Unlike many other amateur astronomers, I pay a lot of attention to the science of Solar System, mainly because of the interest on geology and extraterrestrial stargazing. I found the edge of Solar System attractive because of the affection to ‘boundaries’ and ‘ends’. The blur images made these worlds even more mysterious. What you know is simply the fact that, under the beams of a very bright star, the dim red smooth surface remains un-intact for thousands of years. Only during the short while coming close to the bright star, bluish green fumes slowly engulf the planet and are quickly frozen after that. This is the world of slowness and darkness as if a speck of dust inside dark room, only seen when swept by a beam of light.

90377 Sedna, the outpost of Solar System
Does this image tell anything?

Of course I won’t mix up imagination and science. The edge of Solar System worth mentioning scientifically because objects there are very different from anything we know in the inner Solar System, and they provide important information on early Solar System. The most important of all is, the public know little about it. Therefore I decide to talk about it in details instead of repeating the features of other planets which the audience should have heard/read for several times.

During the research of material, I read Mike Brown's How I Killed Pluto and Why had it Coming. Brown is the most important observer of outer Solar System. Objects discovered include Sedna, Eris, Haumea, Makemake, Orcus and Quaoar. It is the best popular science literature I have read in terms of language. It also integrates research with the astronomer's personal life in great consistency.


I feel a bit regret for neglecting the prolific discoveries of the outer Solar System in the 2000s. During that period of time, the territory of Solar System increased by an order of magnitude. Now we know objects lying on the half way to the stars. I still remember I paid no attentions on the discovery of Quaoar and Eris because I had already held the belief that Pluto is just one of the Kuiper Belt Objects for years (noted in my lecture notes 2005). To me, discovering other KBOs simply completed the puzzle instead of being something really fascinating.

But actually it is entirely unscientific to neglect actual discoveries.
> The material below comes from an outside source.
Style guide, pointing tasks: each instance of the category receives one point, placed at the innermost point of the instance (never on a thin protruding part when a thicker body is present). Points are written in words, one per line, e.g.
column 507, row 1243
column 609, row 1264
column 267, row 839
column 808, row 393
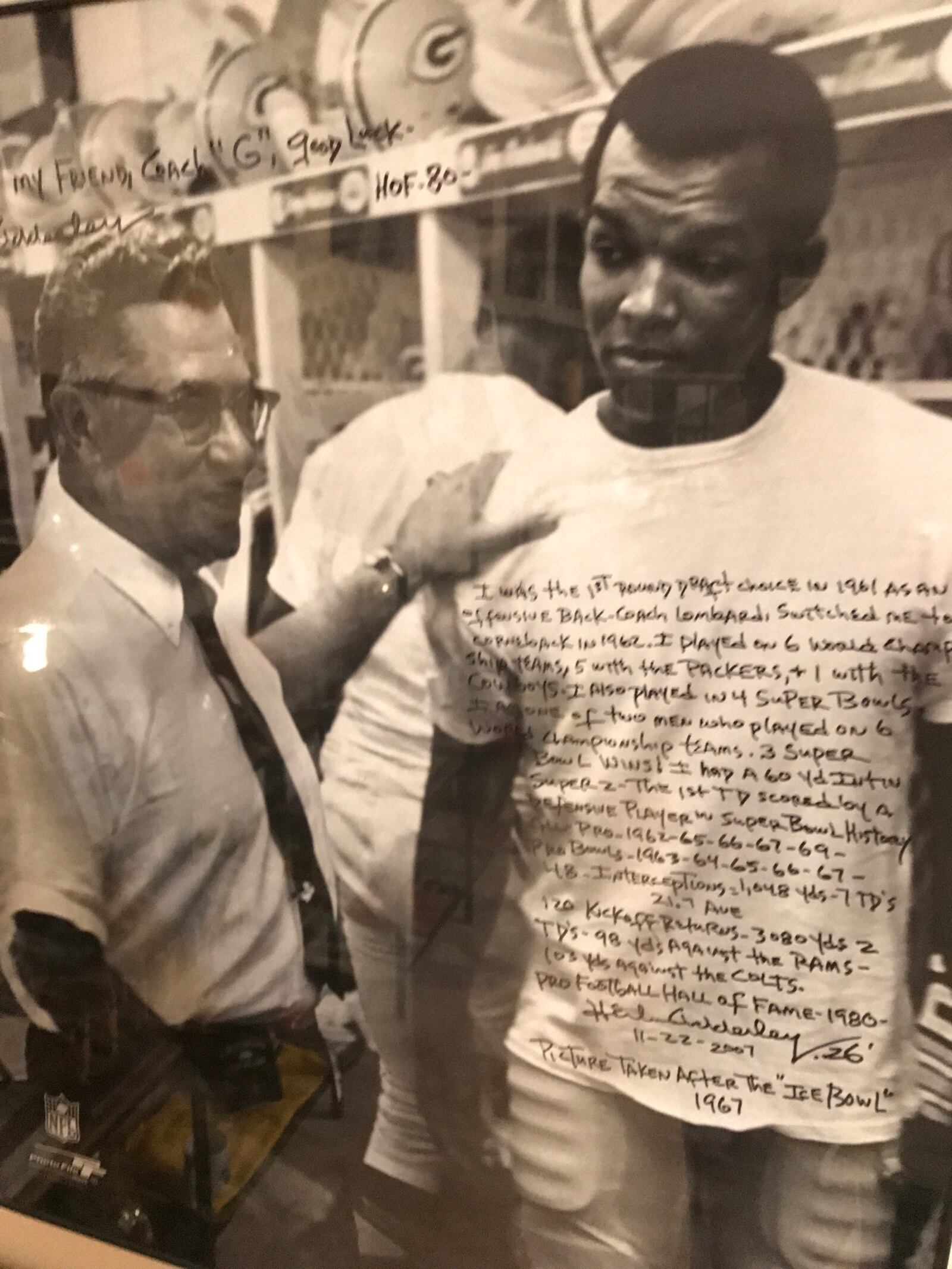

It is discoveries which turn hypothesis into theories; huge number of reproduction of a particular discovery (which we call experiment and observation) turn theories into facts; while logical positivists regard this kind of facts as truth. This is why science is different from myths.

I am writing this to give tribute to observers who, through sky surveying, photometry, spectroscopy, keep building the universe. A world forms when a map of it is drawn. But on the other hand, infinitely many worlds perish at the moment the map is drawn. In this sense, astronomers are prophets of Brahman and Shiva.